In most parts of the world, it can’t be grown, cultivated or distributed freely apart from the sanctioned uses in medical and governmental fields. Even then the usage and production of cocaine remain extremely controlled. In spite of such restriction for cultivating, distributing and using the drug, it remains one of the widely used drugs in the world. In street language, it’s known as crack and is actually an inferior quality of cocaine that is used by drug addicts.

What are cocaine and its effects on the body depends on the pattern of usage and the reason for usage?

Since this is an extremely powerful nerve stimulant, the effects of the drug can last anywhere from 15 minutes to an hour, depending on the way that the cocaine has been taken. There are several mechanisms for taking cocaine such as snorting, inhaling and even injecting it.
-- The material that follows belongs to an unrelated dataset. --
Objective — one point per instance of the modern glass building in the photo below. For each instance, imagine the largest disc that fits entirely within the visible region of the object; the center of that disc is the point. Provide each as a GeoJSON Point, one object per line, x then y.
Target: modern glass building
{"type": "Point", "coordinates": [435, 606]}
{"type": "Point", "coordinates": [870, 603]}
Since it increases the alertness, feeling of wellbeing and euphoria in the body, these drugs tend to be taken by sportsmen, performers and those that are under constant pressure to perform very well. With chronic use of the drug, it can severely impair the senses and also affect all organs of the body. In extreme cases, when overdosing of the drug is seen; it can also cause the death of the person.

The physical effects of the addiction to cocaine can cause hemoptysis, bronchospasm, pulmonary and systemic eosinophilia, pain in the chest and lungs, asthma, sore throats, flu-like symptoms, degradation of the cartilage that is present in the nose (due to frequent snorting) and many more. Cocaine addicts are also at a higher risk of getting many types of autoimmune deficiency and disorders. These include lupus, Goodpasture’s disease, Stevens-Johnson’s disease and many more. Since the cocaine addicts are prone to sharing needles for injecting themselves with the drug, they can also contract HIV and AIDs.

The addicts are also susceptible to a risk of many heart problems.

Other manifestations that can be seen when a person has become a cocaine addict is depression, mood swings, fatigue, erectile dysfunction, increased or decreased appetite, anxiety, suicidal tendencies, aches, frequent runny nose and many more.